Tell us about your research.
My research focuses on community-engaged approaches to address inequities in sexual and gender minority health, with a focus on HIV prevention and treatment. These include:

  • ED2PrEP – a five-year, implementation science study supported by the NIH through a $4.2 million grant to test telehealth strategies to improve HIV prevention uptake (including PrEP) and longer-term sexual health among patients seeking care in Montefiore emergency departments.
  • mHealth –a five-year, $2.8 million, NIH-supported comparative-effectiveness trial that is rigorously testing a multi-level behavioral and structural intervention leveraging mobile phones and social media to increase HIV testing and prevention in a cohort of more than 1,000 high-risk residents of Mumbai, India.
  • A three-year, $420,000, NIH-supported longitudinal cohort study elucidating mechanisms by which intersectional stigma impacts HIV treatment engagement for transgender women and gay and bisexual men (GBM) living with HIV in India and identifies targets for support interventions.

Tell us about your teaching role.
I facilitate resident scholarly projects for the Primary Care/Social Internal Medicine residents providing mentorship. I also advise and teach LGBTQ+ healthcare topics to Einstein medical students and residents, and attend on the inpatient internal medicine service.

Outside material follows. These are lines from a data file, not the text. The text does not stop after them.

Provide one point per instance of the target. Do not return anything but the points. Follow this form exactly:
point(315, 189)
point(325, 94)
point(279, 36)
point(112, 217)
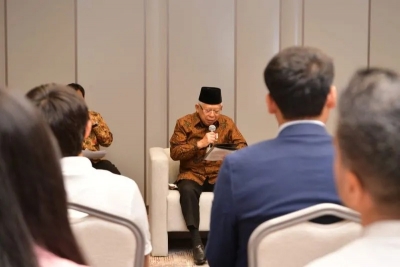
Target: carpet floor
point(179, 255)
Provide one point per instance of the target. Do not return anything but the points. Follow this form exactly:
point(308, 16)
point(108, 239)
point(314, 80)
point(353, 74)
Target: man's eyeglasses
point(209, 110)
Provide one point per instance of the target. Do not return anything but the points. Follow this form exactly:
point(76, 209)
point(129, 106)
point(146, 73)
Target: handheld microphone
point(211, 128)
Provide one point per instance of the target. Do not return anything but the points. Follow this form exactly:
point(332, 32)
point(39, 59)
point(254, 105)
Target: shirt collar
point(290, 123)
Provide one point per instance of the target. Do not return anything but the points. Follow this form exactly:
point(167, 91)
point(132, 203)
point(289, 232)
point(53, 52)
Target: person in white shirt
point(367, 168)
point(68, 117)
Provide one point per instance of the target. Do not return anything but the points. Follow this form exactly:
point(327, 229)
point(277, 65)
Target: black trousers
point(190, 192)
point(105, 165)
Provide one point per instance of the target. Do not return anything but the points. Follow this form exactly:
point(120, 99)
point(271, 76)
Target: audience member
point(100, 135)
point(367, 168)
point(285, 174)
point(189, 141)
point(68, 117)
point(34, 225)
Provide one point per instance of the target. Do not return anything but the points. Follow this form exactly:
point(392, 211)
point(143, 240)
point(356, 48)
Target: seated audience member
point(367, 168)
point(34, 225)
point(189, 142)
point(68, 118)
point(285, 174)
point(100, 135)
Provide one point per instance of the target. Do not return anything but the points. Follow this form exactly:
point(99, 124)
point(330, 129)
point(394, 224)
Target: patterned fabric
point(100, 134)
point(188, 131)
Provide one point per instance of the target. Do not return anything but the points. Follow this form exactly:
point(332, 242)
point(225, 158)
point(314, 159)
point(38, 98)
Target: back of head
point(299, 80)
point(16, 245)
point(368, 134)
point(77, 87)
point(29, 168)
point(65, 112)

What are your experiences being a physician of South Asian heritage?
From a young age I have had many physician role models of South Asian heritage. Immigration policies that started in the 1960s resulted in a large proportion of South Asian immigrants being physicians, so there were a lot of role models to choose from. However, there has historically been a lack of visibility of South Asian and other Asian physicians in the U.S. identifying as LGBTQ+ and those doing work in this space. So, I had to create my own path (with amazing support from mentors and teachers at Montefiore Einstein).

How, if at all, has it informed your work in LGBTQ+ health?
The lack of representation or visibility of physicians identifying as LGBTQ+ – especially those who are South Asian – as well as those doing work that address the health of South Asian LGBTQ+ people globally, has motivated me to help address this gap. Additionally, it has informed my work in the Bronx focusing on LGBTQ+ health research among the Bronx LGBTQ+ population that has not been included historically in health research efforts.